The fuck he will?
My head whips around too fast for my pounding skull, and my gut clenches painfully again. Thank fuck everyone is focused on Ettore, and they don’t notice. The door opens and closes as he heads out.
Peter steps forward to help me up. I wave him off. “No offense but fuck off.”
“None, taken,” Peter says dryly. “You did well. Most lift their hands at some point. Ettore would have been paying attention to that.”
I’m too fucked up to work out what that means. “Jero told me not to.”
I push up to my feet. It fucking hurts. I think I’m going to throw up again, but somehow, I stave it off.
“Everyone fucks up at some time,” Jero says.
“You’re telling me this is normal? That he was looking for an excuse?”
Peter shrugs. Bo’s face is downright sympathetic. Jero’s lips are a thin line.
“Everyone lifts their hands,” Bo says, turning from Peter to Jero. “What does it mean that he didn’t?”
“It means he’s a nutter,” Jero says, handing over my jacket. “Come on, mate.”
CARMELA
I go to bed alone.
Ettore returns in the early hours of the morning, smelling of perfume and whiskey.
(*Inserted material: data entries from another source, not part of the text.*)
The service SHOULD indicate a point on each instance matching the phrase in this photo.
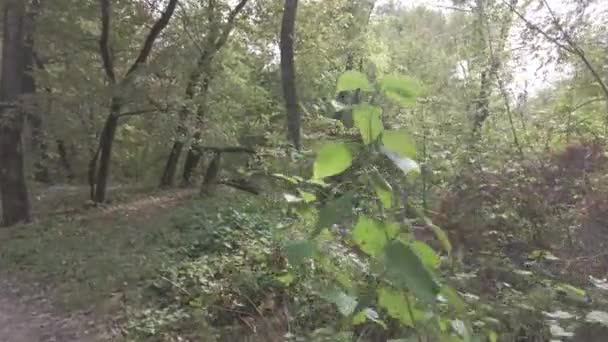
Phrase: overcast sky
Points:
(531, 71)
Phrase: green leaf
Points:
(336, 211)
(400, 143)
(370, 235)
(286, 279)
(395, 304)
(353, 80)
(440, 235)
(426, 254)
(401, 89)
(368, 314)
(308, 197)
(383, 189)
(406, 270)
(367, 120)
(454, 300)
(299, 251)
(346, 304)
(332, 159)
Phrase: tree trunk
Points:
(167, 179)
(192, 159)
(288, 75)
(13, 187)
(31, 105)
(216, 39)
(64, 161)
(106, 141)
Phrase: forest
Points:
(312, 170)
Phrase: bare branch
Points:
(138, 112)
(588, 102)
(104, 47)
(229, 149)
(155, 31)
(230, 24)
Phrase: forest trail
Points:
(32, 318)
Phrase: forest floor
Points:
(52, 285)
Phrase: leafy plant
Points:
(402, 271)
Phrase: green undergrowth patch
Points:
(227, 278)
(86, 262)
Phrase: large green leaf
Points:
(370, 235)
(406, 270)
(332, 159)
(396, 305)
(335, 211)
(400, 143)
(383, 189)
(368, 314)
(426, 254)
(401, 89)
(353, 80)
(454, 300)
(367, 120)
(298, 251)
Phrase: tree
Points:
(99, 176)
(13, 187)
(216, 38)
(288, 73)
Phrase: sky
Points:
(532, 74)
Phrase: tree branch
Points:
(104, 40)
(230, 24)
(158, 27)
(577, 50)
(230, 149)
(588, 102)
(138, 112)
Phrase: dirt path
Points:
(26, 316)
(31, 319)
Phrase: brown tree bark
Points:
(216, 39)
(101, 172)
(13, 187)
(64, 160)
(288, 73)
(32, 107)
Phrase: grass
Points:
(84, 261)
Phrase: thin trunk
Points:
(216, 39)
(288, 74)
(105, 151)
(194, 153)
(109, 131)
(13, 187)
(64, 161)
(192, 159)
(167, 179)
(482, 103)
(32, 106)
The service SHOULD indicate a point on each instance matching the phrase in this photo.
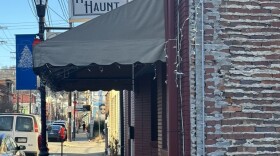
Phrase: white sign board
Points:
(84, 10)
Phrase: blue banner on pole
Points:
(25, 77)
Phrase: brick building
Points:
(216, 93)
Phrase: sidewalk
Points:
(78, 146)
(82, 140)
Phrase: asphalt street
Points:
(80, 146)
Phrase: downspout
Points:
(199, 69)
(172, 101)
(122, 119)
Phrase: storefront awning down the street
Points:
(104, 53)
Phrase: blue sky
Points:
(18, 17)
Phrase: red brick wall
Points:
(143, 144)
(184, 92)
(126, 100)
(242, 51)
(161, 108)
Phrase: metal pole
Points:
(17, 101)
(74, 123)
(69, 118)
(30, 98)
(44, 148)
(99, 121)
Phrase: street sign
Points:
(83, 108)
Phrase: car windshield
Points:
(54, 127)
(6, 123)
(24, 124)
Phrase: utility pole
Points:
(30, 99)
(69, 117)
(17, 101)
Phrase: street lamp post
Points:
(41, 9)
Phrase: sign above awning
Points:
(84, 10)
(101, 53)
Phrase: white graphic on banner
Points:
(25, 60)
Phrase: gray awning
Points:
(132, 33)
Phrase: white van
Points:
(24, 128)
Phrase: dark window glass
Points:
(9, 144)
(6, 123)
(24, 124)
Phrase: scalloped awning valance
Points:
(100, 54)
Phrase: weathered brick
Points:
(232, 109)
(244, 129)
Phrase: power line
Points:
(62, 9)
(58, 14)
(32, 9)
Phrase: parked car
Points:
(23, 128)
(8, 146)
(63, 124)
(53, 132)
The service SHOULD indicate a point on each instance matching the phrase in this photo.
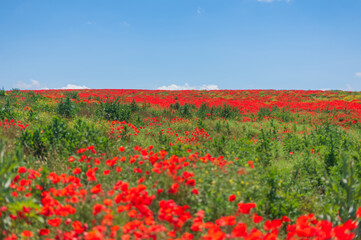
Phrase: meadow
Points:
(152, 164)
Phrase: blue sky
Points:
(210, 44)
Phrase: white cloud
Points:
(187, 87)
(125, 24)
(33, 85)
(73, 86)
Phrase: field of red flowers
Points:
(142, 164)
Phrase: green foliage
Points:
(66, 108)
(7, 111)
(72, 94)
(59, 137)
(2, 92)
(114, 110)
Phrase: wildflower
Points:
(232, 198)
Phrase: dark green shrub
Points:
(114, 110)
(2, 92)
(58, 137)
(66, 108)
(7, 111)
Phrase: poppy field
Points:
(194, 164)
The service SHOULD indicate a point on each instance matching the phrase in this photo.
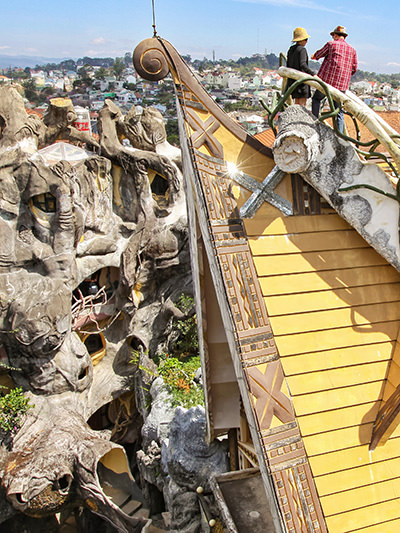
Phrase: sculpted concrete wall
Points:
(93, 257)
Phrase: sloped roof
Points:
(62, 151)
(267, 137)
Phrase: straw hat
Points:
(299, 34)
(340, 30)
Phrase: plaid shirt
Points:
(339, 65)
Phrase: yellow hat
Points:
(340, 30)
(299, 34)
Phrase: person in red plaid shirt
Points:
(340, 63)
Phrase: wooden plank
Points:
(330, 421)
(333, 299)
(317, 402)
(358, 477)
(335, 318)
(336, 338)
(362, 518)
(344, 357)
(360, 497)
(316, 261)
(299, 224)
(336, 378)
(307, 242)
(338, 439)
(353, 457)
(328, 280)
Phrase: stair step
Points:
(154, 529)
(142, 513)
(130, 507)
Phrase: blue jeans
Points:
(315, 105)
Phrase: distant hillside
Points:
(26, 61)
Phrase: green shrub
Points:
(13, 406)
(178, 377)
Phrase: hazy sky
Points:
(232, 28)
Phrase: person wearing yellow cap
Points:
(297, 58)
(340, 63)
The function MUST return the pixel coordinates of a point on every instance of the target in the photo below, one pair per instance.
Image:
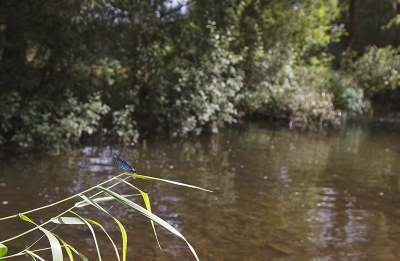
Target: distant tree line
(124, 68)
Maybe he thinks fucking other women is a punishment for me? He would be sadly mistaken if that were the case.
The bed dips as he sits down beside me. The curtains were left open, and the grainy early morning sunlight casts his profile in stark relief. My husband is not an unattractive man, on the outside at least.
Beneath lurks a monster.
The hairs on the back of my neck rise. A familiar sense of danger sets my heart pounding too fast in my chest, and I push up to a sitting position, fidgeting to adjust the neckline of my nightgown. The other woman or women, supposing they have done more than fawn all over him, were merely a prelude to the main event.
“Why do you do this to me, Carmela?” He turns to face me with a haunted look. “Why do you make me crazy?”
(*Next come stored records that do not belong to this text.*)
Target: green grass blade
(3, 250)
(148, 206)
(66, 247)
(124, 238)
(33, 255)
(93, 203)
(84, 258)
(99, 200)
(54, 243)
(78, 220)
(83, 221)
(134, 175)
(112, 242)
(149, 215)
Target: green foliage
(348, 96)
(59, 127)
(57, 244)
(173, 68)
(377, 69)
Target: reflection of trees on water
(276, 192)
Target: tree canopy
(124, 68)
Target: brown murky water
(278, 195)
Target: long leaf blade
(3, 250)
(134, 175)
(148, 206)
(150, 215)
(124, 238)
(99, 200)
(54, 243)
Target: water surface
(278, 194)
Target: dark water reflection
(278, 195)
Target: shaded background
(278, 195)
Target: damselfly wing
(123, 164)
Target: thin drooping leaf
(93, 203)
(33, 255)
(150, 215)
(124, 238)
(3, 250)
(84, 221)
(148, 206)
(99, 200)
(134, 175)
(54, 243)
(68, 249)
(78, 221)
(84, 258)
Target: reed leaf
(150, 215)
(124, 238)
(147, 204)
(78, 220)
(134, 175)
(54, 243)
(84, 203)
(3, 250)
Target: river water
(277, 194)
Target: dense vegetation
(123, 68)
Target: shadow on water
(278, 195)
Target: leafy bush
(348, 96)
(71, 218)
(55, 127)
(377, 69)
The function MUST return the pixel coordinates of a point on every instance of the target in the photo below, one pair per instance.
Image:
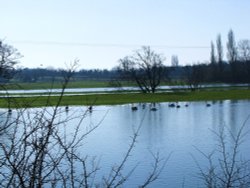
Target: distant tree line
(146, 67)
(43, 75)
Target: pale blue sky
(53, 33)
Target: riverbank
(124, 98)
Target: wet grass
(122, 98)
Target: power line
(58, 43)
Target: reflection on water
(166, 130)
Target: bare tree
(145, 67)
(219, 56)
(38, 150)
(212, 54)
(231, 48)
(244, 50)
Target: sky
(53, 33)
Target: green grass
(111, 99)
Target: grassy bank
(111, 99)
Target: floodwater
(169, 131)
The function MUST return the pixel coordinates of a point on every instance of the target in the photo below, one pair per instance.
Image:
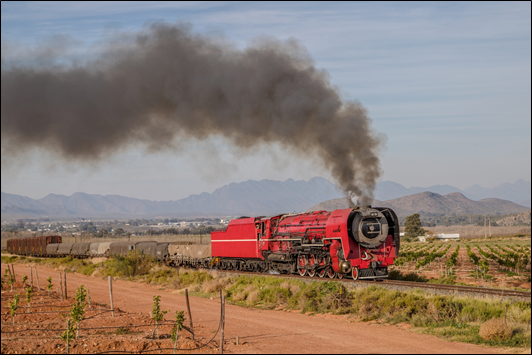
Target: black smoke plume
(169, 85)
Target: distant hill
(267, 197)
(249, 197)
(518, 192)
(434, 203)
(516, 219)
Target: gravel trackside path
(264, 331)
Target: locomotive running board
(373, 277)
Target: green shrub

I swallow past the tightness in my throat. We have done this often enough for me to realize there is no correct answer. There was a brief, naïve time when I thought I might find a way to make this work—friendship, if not love.
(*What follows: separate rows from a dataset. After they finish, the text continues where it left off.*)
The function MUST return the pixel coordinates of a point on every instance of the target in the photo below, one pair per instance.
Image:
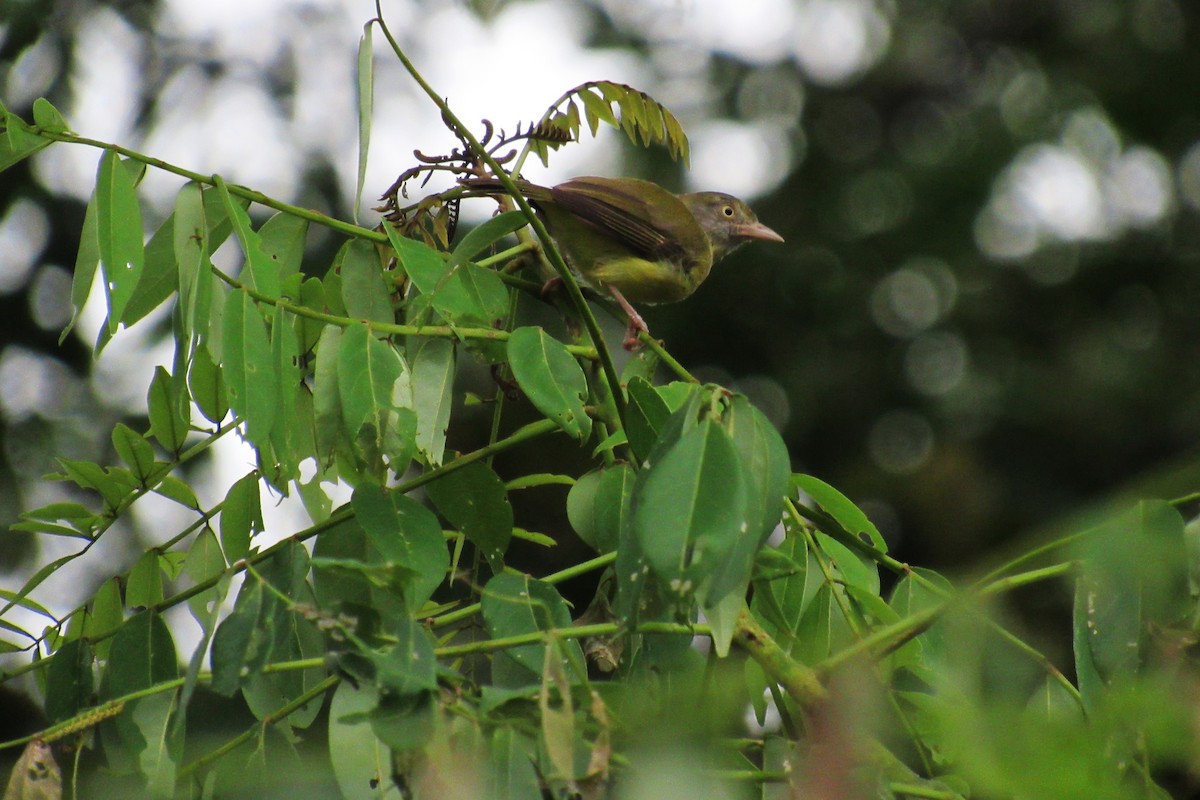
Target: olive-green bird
(636, 240)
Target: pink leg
(636, 324)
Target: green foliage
(441, 660)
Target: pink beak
(756, 230)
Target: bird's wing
(641, 215)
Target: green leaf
(485, 235)
(69, 680)
(190, 244)
(838, 506)
(144, 585)
(168, 411)
(406, 534)
(366, 103)
(1134, 577)
(365, 293)
(463, 294)
(142, 655)
(475, 501)
(48, 118)
(409, 666)
(235, 647)
(433, 370)
(358, 756)
(282, 240)
(367, 373)
(119, 234)
(160, 275)
(251, 379)
(598, 505)
(241, 517)
(133, 450)
(87, 260)
(551, 378)
(173, 488)
(115, 485)
(262, 272)
(327, 398)
(516, 605)
(645, 416)
(204, 561)
(689, 509)
(21, 143)
(205, 380)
We hadn’t yet married when he erased any such hope.
“Did you enjoy taunting your husband?” he presses.
“No, of course not, Ettore.” My breathing is unsteady, making the words come out in a rush. “I never would.”
“The thought of another man touching you, even through necessity, incenses me.”
My eyes feel too wide.
My nerves are stretched tight.
“Admit it, you did it on purpose. Pretended to faint. Ah, the games of women. Was I not giving you enough attention?”
I shake my head. The world is sliding, taking me with it, and while my mind scrambles for the magic solution, for the right words or actions, history and experience tell me there are none.
“I don’t believe you, Carmela. Was it a test of me?”
He lunges, fists my hair, and drags me from the bed. “I swore to your father I would protect you.” My knees hit the floor with a thud, and my scalp burns. “Even from yourself.”
He pushes me down, his greater weight and strength holding me with ease. My young adult notions of masculine strength offered a sense of comfort and protection. Now, it anchors my vulnerability.